Mountaineers still remember loss


Pitt’s 13-9 win a year ago cost West Virginia a shot at the national championship.

PITTSBURGH (AP) — 13-9.

It’s not likely many West Virginians played those numbers in any lottery combination this year. They’re still too recognizable, too painful, too emblematic of one of the bleakest days since the Mountaineers began playing football more than a century ago.

13-9.

The score that cost West Virginia a national championship game appearance, and may have sent former coach Rich Rodriguez packing for Michigan.

Forget it? How could they?
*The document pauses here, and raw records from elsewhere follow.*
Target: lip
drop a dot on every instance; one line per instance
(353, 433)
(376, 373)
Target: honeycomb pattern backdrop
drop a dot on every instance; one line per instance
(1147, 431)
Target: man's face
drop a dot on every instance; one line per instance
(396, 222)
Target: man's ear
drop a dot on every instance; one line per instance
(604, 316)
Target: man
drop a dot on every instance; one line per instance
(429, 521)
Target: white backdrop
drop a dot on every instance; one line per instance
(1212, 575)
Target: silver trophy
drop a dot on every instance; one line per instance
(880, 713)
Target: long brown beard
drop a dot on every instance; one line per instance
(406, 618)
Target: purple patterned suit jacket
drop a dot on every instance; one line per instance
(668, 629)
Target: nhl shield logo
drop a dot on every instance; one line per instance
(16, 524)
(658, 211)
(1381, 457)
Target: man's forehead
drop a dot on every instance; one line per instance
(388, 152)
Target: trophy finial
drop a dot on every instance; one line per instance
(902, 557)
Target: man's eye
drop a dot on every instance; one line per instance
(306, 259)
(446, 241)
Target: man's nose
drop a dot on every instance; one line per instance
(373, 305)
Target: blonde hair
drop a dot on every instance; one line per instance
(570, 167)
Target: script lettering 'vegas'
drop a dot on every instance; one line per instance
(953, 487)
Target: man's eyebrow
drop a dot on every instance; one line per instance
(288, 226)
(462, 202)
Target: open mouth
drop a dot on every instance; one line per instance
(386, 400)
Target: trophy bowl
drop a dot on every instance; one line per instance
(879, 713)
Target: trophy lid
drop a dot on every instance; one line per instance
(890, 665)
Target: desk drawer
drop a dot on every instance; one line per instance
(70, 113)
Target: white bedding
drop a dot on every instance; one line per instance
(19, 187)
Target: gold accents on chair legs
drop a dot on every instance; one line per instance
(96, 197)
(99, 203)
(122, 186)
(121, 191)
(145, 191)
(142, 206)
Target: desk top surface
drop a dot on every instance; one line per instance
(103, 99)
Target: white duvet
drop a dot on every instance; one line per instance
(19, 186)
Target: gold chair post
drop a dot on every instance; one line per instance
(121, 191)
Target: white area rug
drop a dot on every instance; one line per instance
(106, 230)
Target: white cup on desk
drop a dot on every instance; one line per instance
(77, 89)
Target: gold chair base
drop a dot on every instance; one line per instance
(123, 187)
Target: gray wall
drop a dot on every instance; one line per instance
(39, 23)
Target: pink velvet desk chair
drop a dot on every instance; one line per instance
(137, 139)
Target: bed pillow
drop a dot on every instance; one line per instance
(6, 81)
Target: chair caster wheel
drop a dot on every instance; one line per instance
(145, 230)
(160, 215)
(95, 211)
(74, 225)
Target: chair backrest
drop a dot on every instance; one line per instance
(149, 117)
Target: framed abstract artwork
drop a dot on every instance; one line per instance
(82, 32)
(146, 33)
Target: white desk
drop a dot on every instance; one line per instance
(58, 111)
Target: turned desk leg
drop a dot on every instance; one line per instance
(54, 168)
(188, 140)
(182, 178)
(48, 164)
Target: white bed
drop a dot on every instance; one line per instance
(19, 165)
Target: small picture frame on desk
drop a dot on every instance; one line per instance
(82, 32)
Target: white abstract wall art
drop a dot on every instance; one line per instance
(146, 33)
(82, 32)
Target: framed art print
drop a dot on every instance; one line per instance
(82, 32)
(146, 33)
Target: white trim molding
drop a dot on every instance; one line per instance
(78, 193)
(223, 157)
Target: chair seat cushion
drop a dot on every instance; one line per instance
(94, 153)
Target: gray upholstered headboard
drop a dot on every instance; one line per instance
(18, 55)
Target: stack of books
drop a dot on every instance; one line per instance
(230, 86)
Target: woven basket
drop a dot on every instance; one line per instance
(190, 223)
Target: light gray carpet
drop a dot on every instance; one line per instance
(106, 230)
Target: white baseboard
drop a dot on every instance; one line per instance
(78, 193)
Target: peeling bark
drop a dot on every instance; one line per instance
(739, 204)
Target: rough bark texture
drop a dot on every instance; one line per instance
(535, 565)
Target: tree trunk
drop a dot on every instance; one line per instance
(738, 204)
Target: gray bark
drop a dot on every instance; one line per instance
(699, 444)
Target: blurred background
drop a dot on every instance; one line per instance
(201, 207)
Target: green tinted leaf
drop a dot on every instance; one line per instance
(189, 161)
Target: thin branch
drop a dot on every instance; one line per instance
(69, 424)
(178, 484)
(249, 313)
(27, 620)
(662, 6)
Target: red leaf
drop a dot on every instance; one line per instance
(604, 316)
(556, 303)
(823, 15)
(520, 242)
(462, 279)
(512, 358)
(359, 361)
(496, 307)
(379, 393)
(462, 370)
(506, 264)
The score triggered so much anguish, so much second-guessing, so much finger-pointing, so many significant changes that it would be impossible for the Mountaineers to forget in only 12 months’ time.

“It was a terrible, terrible feeling,” cornerback Ellis Lankster said of that 13-9 upset loss by then-No. 2 West Virginia to Pitt a year ago this weekend. “Just terrible.”

The Mountaineers (7-3, 4-1 Big East) have insisted all week that revenge won’t be a factor when they play neighboring but not neighborly rival Pittsburgh (7-3, 3-2) in a nationally televised game tonight. They may be kidding only themselves.

Because the Mountaineers lost a game on their home field a year ago that virtually no one in their home state thought they could possibly lose, many West Virginians fear they may never again see their team so close to winning the national title.

“We ruined everything for them,” Pitt kicker Conor Lee said.

Winning tonight’s game, when only a non-major bowl bid may be decided, won’t ease West Virginia’s pain.

But this is the first time the Mountaineers have played the Panthers since they lost the game of their lives, and they don’t want to lose again.

Not to Pitt. Not again.

“It’s just an hour up the road, just like Florida-Florida State,” West Virginia assistant Doc Holliday said of the 101-year-old rivalry known as the Backyard Brawl. “Any time you get schools that close together, you get fans and their passion, too.”

It’s why West Virginia residents proudly wear Pittsburgh Steelers T-shirts, but wouldn’t be caught wearing anything that says Pitt Panthers.

“I don’t know if they’ll say it, but they’ve been gunning for us all season,” Pitt linebacker Scott McKillop said. “As a player, we ruined their season last year, a lot of fans’ dreams of playing in a national championship game, so they’re going to be pumped for us.”

West Virginia has a flicker of hope of winning the Big East, but it would take the Mountaineers beating Pitt and South Florida on Dec. 6 and No. 16 Cincinnati losing to Syracuse on Saturday. Pitt’s chances ended when it lost 28-21 at Cincinnati last Saturday.

If Cincinnati beats Syracuse to claim the conference’s automatic BCS bowl bid, the West Virginia-Pitt winner could wind up in the Sun Bowl, with the Gator an outside possibility.